You can configure the StatefulSet's PVCs via the volume_mounts
input. This input
is a map of names (arbitrary) to configuration values for each volume that should mounted to every
pod in the StatefulSet.
The configuration values are as follows:
storage_class
: The Storage Class to use for the volume. To learn more about the available storage class options, see our guide.initial_size_gb
: The size of the volume when it is first created.increase_gb
: How much the volume will grow every time it is autoscaled by the PVC autoresizer.increase_threshold_percent
: When free storage drops below this percent on the volume, the volume will be autoscaled.size_limit_gb
: The maximum size the volume is allowed to grow to.mount_path
: Absolute path inside each container that the volume is mounted to.backups_enabled
: Whether the PVC snapshots will be created when Velero backups are created (by default hourly).
You can configure the retention policy
of the volumes through the volume_retention_policy
input.
Providers
The following providers are needed by this module:
-
kubectl (2.1.3)
-
kubernetes (2.34.0)
-
pf (0.0.7)
-
random (3.6.3)
-
time (0.10.0)
Required Inputs
The following input variables are required:
containers
Description: A list of container configurations for the pod
Type:
list(object({
name = string # A unique name for the container within the pod
init = optional(bool, false) # Iff true, the container will be an init container
image_registry = string # The URL for a container image registry (e.g., docker.io)
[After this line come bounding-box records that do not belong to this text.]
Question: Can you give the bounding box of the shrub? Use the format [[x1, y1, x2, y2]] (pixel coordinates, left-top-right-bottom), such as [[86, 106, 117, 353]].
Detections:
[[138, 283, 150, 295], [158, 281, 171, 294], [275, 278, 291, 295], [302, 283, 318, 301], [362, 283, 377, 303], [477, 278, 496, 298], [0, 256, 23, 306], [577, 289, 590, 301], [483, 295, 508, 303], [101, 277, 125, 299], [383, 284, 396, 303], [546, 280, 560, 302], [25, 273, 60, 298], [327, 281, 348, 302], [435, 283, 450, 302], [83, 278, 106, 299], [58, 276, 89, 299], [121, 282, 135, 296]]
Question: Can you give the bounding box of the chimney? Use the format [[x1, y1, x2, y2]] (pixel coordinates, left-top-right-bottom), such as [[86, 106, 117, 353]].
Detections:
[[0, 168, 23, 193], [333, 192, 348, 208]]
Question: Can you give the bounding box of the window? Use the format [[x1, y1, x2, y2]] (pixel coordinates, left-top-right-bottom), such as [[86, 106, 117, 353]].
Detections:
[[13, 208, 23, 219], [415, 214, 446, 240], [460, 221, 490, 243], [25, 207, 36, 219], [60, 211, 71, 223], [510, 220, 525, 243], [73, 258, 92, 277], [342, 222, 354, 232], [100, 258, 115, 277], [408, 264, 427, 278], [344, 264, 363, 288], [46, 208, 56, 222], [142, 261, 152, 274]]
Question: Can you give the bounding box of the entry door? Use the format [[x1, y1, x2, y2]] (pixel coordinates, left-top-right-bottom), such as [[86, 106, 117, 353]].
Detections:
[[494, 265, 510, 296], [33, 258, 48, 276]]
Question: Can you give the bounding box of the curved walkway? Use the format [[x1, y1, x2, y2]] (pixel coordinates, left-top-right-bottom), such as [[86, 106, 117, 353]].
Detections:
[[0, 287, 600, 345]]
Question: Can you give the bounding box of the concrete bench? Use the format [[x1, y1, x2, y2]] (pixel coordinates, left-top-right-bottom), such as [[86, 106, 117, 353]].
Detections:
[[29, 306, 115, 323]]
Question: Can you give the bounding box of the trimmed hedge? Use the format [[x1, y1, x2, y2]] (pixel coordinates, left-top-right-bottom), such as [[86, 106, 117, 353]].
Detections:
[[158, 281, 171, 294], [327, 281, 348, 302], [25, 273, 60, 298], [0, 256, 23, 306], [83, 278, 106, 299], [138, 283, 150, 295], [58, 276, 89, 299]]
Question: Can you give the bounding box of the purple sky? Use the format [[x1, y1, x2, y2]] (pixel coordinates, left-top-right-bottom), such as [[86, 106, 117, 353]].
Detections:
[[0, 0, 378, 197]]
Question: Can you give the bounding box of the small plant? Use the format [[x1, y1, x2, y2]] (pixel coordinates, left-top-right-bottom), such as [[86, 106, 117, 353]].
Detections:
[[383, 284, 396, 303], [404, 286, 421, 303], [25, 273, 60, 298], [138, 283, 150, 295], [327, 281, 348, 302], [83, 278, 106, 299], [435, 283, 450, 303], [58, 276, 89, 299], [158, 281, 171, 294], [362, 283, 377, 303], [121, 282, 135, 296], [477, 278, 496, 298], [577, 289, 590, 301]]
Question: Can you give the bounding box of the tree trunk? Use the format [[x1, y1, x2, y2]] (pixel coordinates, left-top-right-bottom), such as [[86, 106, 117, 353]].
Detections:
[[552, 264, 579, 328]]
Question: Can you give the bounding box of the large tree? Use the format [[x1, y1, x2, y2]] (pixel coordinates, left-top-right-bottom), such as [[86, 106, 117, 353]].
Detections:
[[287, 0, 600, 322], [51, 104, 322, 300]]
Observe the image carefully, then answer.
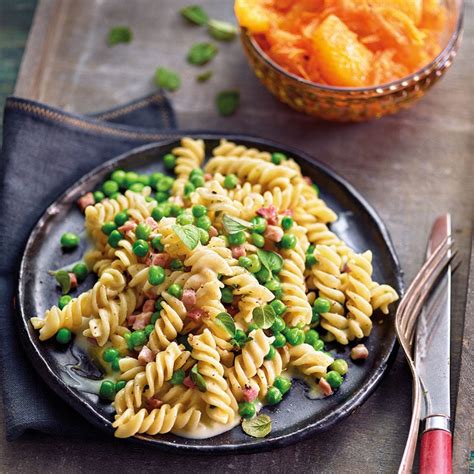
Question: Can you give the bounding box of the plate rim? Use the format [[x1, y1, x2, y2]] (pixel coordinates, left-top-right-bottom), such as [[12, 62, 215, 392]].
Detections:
[[15, 130, 404, 454]]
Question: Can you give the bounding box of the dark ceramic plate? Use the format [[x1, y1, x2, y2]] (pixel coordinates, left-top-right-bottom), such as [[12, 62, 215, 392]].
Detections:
[[18, 133, 403, 453]]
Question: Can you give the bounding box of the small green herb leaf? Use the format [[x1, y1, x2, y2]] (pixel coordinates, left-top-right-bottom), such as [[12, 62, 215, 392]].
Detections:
[[222, 214, 252, 234], [155, 67, 181, 92], [216, 90, 240, 117], [257, 249, 283, 272], [196, 71, 213, 82], [207, 20, 238, 41], [187, 43, 218, 66], [252, 304, 276, 329], [179, 5, 209, 25], [54, 270, 71, 295], [107, 26, 133, 46], [173, 224, 200, 250], [242, 415, 272, 438], [215, 313, 235, 337], [190, 364, 207, 392]]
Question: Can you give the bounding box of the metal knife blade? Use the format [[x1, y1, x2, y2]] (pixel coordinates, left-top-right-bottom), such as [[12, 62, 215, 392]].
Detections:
[[415, 214, 451, 422]]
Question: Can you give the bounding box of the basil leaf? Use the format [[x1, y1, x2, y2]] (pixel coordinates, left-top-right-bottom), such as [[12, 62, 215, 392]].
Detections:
[[187, 43, 218, 66], [173, 224, 200, 250], [190, 364, 207, 392], [222, 214, 252, 234], [242, 415, 272, 438], [216, 90, 240, 117], [179, 5, 209, 26], [155, 67, 181, 92], [252, 305, 276, 329], [54, 270, 71, 295], [107, 26, 133, 46], [257, 249, 283, 272], [207, 20, 238, 41], [196, 71, 213, 82], [215, 313, 235, 337]]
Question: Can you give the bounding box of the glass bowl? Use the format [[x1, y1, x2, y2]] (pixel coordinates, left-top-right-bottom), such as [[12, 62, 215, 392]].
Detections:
[[241, 0, 464, 122]]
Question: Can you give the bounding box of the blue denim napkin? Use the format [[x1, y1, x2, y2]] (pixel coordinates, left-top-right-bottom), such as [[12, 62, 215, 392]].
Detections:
[[0, 93, 176, 440]]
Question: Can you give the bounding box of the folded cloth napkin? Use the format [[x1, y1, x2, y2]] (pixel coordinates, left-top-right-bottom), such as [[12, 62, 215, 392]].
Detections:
[[0, 93, 176, 440]]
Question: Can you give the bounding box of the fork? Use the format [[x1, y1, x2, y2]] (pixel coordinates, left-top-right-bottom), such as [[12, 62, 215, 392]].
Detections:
[[395, 238, 456, 474]]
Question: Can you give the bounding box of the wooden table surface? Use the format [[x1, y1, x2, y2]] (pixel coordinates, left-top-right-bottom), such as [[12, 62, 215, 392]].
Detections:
[[0, 0, 474, 473]]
image_repository = string # The path to the image repository within the registry (e.g., library/nginx)
image_tag = string # The tag for a specific image within the repository (e.g., 1.27.1)
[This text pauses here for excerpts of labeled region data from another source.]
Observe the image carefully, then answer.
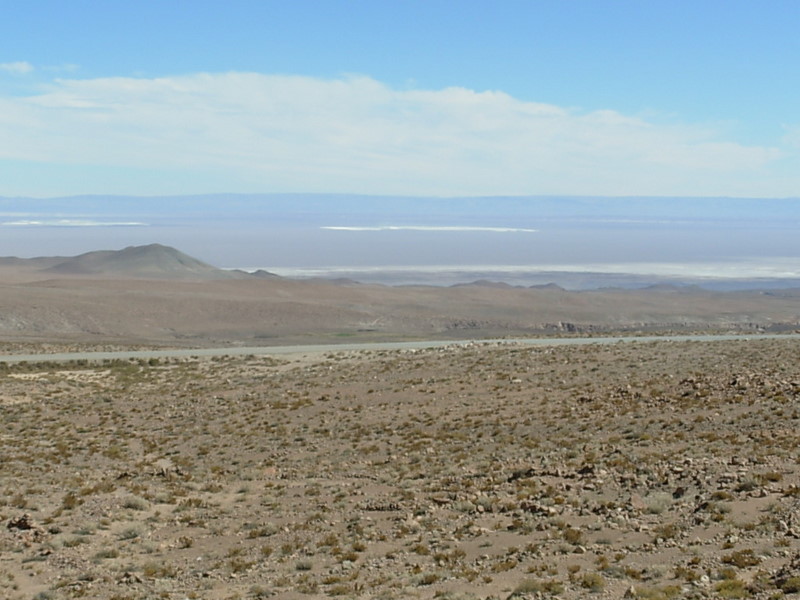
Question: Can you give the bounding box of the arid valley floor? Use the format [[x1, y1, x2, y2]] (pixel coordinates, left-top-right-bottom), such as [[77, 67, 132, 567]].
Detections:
[[0, 338, 800, 600]]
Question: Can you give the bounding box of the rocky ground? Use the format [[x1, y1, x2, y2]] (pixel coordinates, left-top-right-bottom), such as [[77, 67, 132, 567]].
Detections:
[[0, 339, 800, 600]]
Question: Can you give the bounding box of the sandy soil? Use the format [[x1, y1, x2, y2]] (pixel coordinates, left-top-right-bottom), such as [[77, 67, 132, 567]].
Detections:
[[0, 339, 800, 600], [0, 269, 800, 347]]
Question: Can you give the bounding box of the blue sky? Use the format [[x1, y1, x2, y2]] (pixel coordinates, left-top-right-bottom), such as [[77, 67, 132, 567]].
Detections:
[[0, 0, 800, 197]]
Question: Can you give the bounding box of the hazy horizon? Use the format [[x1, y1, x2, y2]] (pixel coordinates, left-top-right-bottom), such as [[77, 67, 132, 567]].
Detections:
[[0, 194, 800, 289]]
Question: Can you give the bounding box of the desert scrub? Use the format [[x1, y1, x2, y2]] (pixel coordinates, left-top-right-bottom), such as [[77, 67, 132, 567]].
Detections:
[[714, 579, 751, 598], [508, 579, 564, 600], [580, 573, 606, 594]]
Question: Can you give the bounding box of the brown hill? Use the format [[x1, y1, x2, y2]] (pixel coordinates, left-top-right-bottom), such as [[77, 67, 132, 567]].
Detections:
[[44, 244, 241, 279], [0, 244, 800, 346]]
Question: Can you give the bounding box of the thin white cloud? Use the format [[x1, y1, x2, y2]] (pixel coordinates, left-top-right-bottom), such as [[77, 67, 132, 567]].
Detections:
[[0, 61, 33, 75], [0, 73, 800, 196], [0, 219, 147, 227], [320, 225, 538, 233]]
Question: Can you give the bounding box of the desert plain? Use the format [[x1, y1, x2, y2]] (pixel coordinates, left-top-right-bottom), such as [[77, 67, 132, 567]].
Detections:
[[0, 245, 800, 600]]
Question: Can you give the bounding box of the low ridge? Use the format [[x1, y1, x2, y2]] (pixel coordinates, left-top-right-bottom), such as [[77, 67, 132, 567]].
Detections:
[[44, 244, 241, 279]]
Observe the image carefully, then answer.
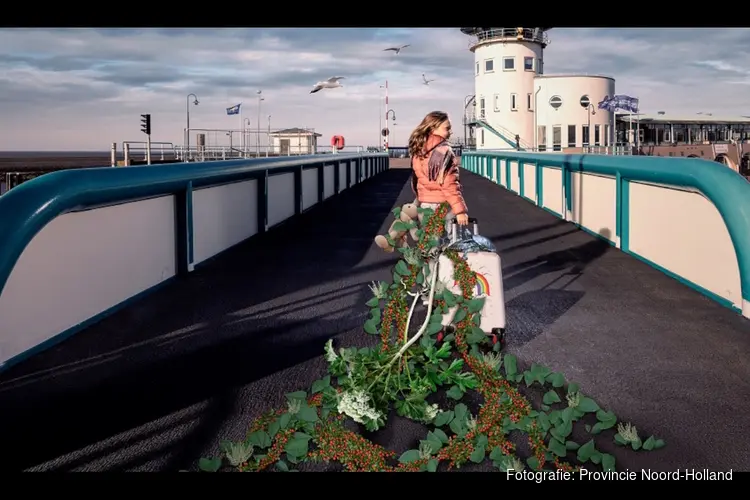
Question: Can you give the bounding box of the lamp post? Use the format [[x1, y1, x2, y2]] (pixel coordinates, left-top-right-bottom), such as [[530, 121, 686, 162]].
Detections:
[[266, 115, 271, 158], [242, 118, 250, 154], [463, 94, 474, 147], [185, 94, 198, 156], [580, 95, 596, 151], [385, 109, 396, 154], [255, 90, 265, 158]]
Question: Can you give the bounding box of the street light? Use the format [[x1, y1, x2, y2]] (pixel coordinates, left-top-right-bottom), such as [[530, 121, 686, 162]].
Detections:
[[242, 118, 250, 154], [385, 109, 396, 149], [580, 95, 596, 150], [185, 94, 198, 155], [255, 90, 265, 158]]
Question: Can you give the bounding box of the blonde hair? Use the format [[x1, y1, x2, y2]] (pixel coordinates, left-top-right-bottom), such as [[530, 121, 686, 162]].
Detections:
[[409, 111, 448, 157]]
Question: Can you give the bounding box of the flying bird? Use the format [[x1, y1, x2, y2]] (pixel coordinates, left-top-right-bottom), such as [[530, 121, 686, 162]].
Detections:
[[310, 76, 344, 94], [383, 43, 411, 54]]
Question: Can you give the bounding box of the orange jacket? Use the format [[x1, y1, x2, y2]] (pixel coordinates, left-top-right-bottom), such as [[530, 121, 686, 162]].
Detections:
[[411, 135, 468, 215]]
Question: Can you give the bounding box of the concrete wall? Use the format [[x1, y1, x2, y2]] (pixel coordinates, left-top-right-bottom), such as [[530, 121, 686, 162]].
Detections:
[[462, 151, 750, 317], [0, 154, 388, 367], [534, 75, 615, 151]]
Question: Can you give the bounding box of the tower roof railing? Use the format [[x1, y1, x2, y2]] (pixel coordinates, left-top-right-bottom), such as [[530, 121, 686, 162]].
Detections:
[[462, 28, 550, 49]]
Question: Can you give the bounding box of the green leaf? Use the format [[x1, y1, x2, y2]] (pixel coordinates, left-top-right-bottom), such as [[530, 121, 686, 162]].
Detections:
[[276, 460, 289, 472], [395, 260, 411, 276], [312, 375, 331, 394], [446, 385, 464, 401], [542, 390, 561, 405], [503, 354, 518, 377], [443, 289, 457, 307], [284, 438, 310, 458], [596, 410, 617, 430], [547, 372, 565, 387], [364, 319, 378, 335], [370, 307, 380, 324], [577, 439, 596, 463], [469, 446, 487, 464], [467, 297, 484, 314], [435, 410, 454, 427], [602, 453, 616, 472], [576, 397, 599, 413], [466, 326, 487, 344], [549, 438, 568, 457], [268, 419, 281, 439], [398, 450, 422, 464], [297, 405, 318, 422], [198, 458, 221, 472], [247, 431, 271, 448], [279, 413, 292, 429]]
image_prepull_enabled = optional(bool, true) # Whether the image will be prepulled to nodes when the nodes are first created (speeds up startup times)
image_pin_enabled = optional(bool, true) # Whether the image should be pinned to every node regardless of whether the container is running or not (speeds up startup times)
command = list(string) # The command to be run as the root process inside the container
working_dir = optional(string, null) # The directory the command will be run in. If left null, will default to the working directory set by the image
image_pull_policy = optional(string, "IfNotPresent") # Sets the container's ImagePullPolicy
minimum_memory = optional(number, 100) #The minimum amount of memory in megabytes
maximum_memory = optional(number, null) #The maximum amount of memory in megabytes
memory_limit_multiplier = optional(number, 1.3) # memory limits = memory request x this value
minimum_cpu = optional(number, 10) # The minimum amount of cpu millicores
maximum_cpu = optional(number, null) # The maximum amount of cpu to allow (in millicores)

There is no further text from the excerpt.